So how much is this actually going to cost? As much as we’d love to answer that with a definitive figure, there are a few things to think about here. Read on for the lowdown.
No matter how clear the benefits of no-code to you and your business might seem, ultimately cost is always likely to be the critical factor – whether you’re the decision-maker, or you need to make the argument to other people in your organisation. Fundamentally: is committing to developing your software in no-code going to make economic sense compared to the other options? And how do you make sure that you don’t end up with a huge bill that costs you more than it’s worth?
The cost compared to other options
• Building software
Aside from learning to code and building the software yourself (something that would take a minimum of 4-6 months realistically), the most logical route here would be to hire a team of developers and engineers to build the software for you. As you’re no doubt aware, those professions are pretty in demand at the moment – hard to get hold of and consequently pretty expensive. And if you’re looking to build something sizeable from scratch, you’ll likely need to enlist the help of a team of developers too. No-code platforms, on the other hand, are designed to be used by one or two people who are working closely together. That means a significantly reduced cost for people.

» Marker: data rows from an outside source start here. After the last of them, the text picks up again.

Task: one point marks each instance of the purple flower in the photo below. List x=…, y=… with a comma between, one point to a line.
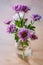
x=36, y=17
x=33, y=36
x=11, y=28
x=19, y=8
x=8, y=21
x=24, y=34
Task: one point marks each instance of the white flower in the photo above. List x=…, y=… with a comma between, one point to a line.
x=21, y=14
x=16, y=17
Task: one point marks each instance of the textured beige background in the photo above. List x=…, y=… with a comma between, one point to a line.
x=7, y=44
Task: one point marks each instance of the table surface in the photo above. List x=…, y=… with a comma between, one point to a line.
x=8, y=54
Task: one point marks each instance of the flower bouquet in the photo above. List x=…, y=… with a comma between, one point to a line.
x=22, y=32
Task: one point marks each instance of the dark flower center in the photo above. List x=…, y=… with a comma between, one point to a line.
x=24, y=34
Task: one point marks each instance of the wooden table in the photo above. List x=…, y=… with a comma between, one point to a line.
x=8, y=54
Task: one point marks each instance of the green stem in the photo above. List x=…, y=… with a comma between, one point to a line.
x=23, y=52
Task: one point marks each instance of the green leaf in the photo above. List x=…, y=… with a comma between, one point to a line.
x=16, y=37
x=20, y=23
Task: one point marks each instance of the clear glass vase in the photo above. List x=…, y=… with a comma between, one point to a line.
x=24, y=51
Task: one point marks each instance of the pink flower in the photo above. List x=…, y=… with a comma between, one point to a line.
x=8, y=21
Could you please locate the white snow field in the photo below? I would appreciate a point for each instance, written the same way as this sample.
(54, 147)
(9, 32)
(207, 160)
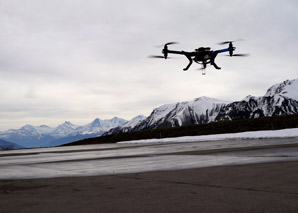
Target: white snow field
(242, 135)
(151, 155)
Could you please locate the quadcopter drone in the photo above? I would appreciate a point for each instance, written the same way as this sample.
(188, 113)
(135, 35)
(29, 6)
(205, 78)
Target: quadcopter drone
(202, 55)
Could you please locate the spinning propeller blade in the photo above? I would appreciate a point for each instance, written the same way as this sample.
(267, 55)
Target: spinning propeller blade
(169, 43)
(227, 42)
(241, 55)
(158, 56)
(238, 55)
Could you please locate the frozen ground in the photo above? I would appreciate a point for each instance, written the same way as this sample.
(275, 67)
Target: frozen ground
(167, 154)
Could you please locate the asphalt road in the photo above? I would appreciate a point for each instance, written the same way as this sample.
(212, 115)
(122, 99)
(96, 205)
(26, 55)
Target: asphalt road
(219, 176)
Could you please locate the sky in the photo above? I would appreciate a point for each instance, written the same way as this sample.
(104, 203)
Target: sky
(77, 60)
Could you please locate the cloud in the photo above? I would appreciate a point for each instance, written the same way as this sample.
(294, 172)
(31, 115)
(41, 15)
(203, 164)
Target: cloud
(77, 60)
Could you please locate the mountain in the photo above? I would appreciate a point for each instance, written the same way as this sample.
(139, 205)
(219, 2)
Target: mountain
(5, 145)
(198, 111)
(43, 136)
(127, 127)
(280, 99)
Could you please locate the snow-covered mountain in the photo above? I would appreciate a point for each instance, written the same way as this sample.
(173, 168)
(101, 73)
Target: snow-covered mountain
(42, 136)
(128, 126)
(280, 99)
(198, 111)
(5, 145)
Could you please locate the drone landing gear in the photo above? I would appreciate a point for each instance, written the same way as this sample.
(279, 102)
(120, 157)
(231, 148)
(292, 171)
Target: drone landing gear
(190, 60)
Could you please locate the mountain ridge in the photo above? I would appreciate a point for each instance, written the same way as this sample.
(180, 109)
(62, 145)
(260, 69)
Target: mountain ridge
(279, 99)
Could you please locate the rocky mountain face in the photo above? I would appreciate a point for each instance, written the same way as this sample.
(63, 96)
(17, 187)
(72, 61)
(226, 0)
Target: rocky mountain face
(43, 136)
(5, 145)
(280, 99)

But let’s say you do find a team of developers to take on the job. Because you have a lot less insight into what they’re doing, it’s very common for projects to overrun and for a business to go way over budget. It’s a bit like having your car repaired – costs can quickly spiral because you don’t know what you do and don’t need. Anyone who’s worked at an enterprise level will know it’s very easy to spend $50-100k on development just to get things moving. Using no-code, you can build multiple different apps for that kind of cash.
• Running your software
The challenges, of course, don’t quite stop once you’ve worked out how you’re going to build your software. There are other decisions to take too. What server are you going to host the app on? What database are you going to use for your data? How will you set that up? Then there’s the actual running of the software itself: maintenance, building new features, security audits and testing for bugs. There’s going to be an ongoing cost for a developer to essentially keep the app running smoothly.
A lot of those costs and problems are taken care of by no-code platforms. Not because they don’t exist, but because if you’re running your software with a no-code platform, there are people at that company whose job it is to look after that. These tools have dedicated expertise devoted to aspects like security, databases and servers. The only concern you have is building out the actual functionality of your app and making it work. That cuts out a huge percentage of the costs of the average development project.
The cost of no-code tools
So what about the actual cost of no-code tools themselves? Well… it’s complicated.
Compared to most SaaS platforms (like Zoom, Mailchimp and Slack), no-code tools are more expensive. That’s because they tend to be more complex, harder to maintain and require more support. They also tend to make (or save) you or your business money, which justifies that higher price point.
At a small business level, you can expect to pay anywhere between $50-200 a month. That can be a significant cost for a small business or individual if you’re using numerous tools.
At an enterprise level, plans for most no-code tools tend to start at around $60k a year – and can run up to north of a million depending on the capabilities you need or how many users (aka “seats”) you need within your organisation. It’s worth noting that negotiation is pretty common at the enterprise level. The key thing is to make sure that the platform you’re talking with is aligned with how you want to use their tool.
What to look out for
1. How the tool is priced
No-code tools are typically priced in two different ways: price per user or price per app. Price per user is the most common type of pricing and basically means there’s a cost for each additional team member who has access to using the platform. That’s normally relatively affordable for a large organisation.
The other pricing plan though, price per app, is something you need to look out for. It basically means if you end up creating 5 different apps on that one platform, you would have to pay for each person on each app. That can obviously get costly pretty quickly but may be economical when you have a handful of important apps, each with many users. With either route, the question you’ll have to be asking is: is this going to be cost-effective for the business to actually make sense?
2. Different pricing tiers
Most no-code tools have a free tier for you to mess around with. The no-code tool wants you to successfully build an app on their platform so you’re able to see enough value that you’ll actually pay for it. It’s pretty rare for a no-code tool to charge you money before you’ve had an opportunity to see what they can offer.
At the enterprise level, more common is something called a paid POC. That stands for ‘proof of concept’ which is pretty much exactly what it sounds like. You’ll pay the no-code platform a nominal amount of cash, like $5-10k, and they’ll help you build an app, train up a few people in your team, and show you how to get value out of the platform. Sometimes they’ll even do this for free.
3. The small print
Those hidden details matter because extra charges are quite common with no-code tools. With Adalo, for example, there’s a storage charge that you can easily run into as you grow. Or with the automation tool Zapier, there’s a maximum number of ‘zaps’ you can create with specific plans. It’s common to think you can just wait for more users before you have to upgrade your plan, but often the key functionalities you need are unlocked by upgrading to different plans. So always dig into the details.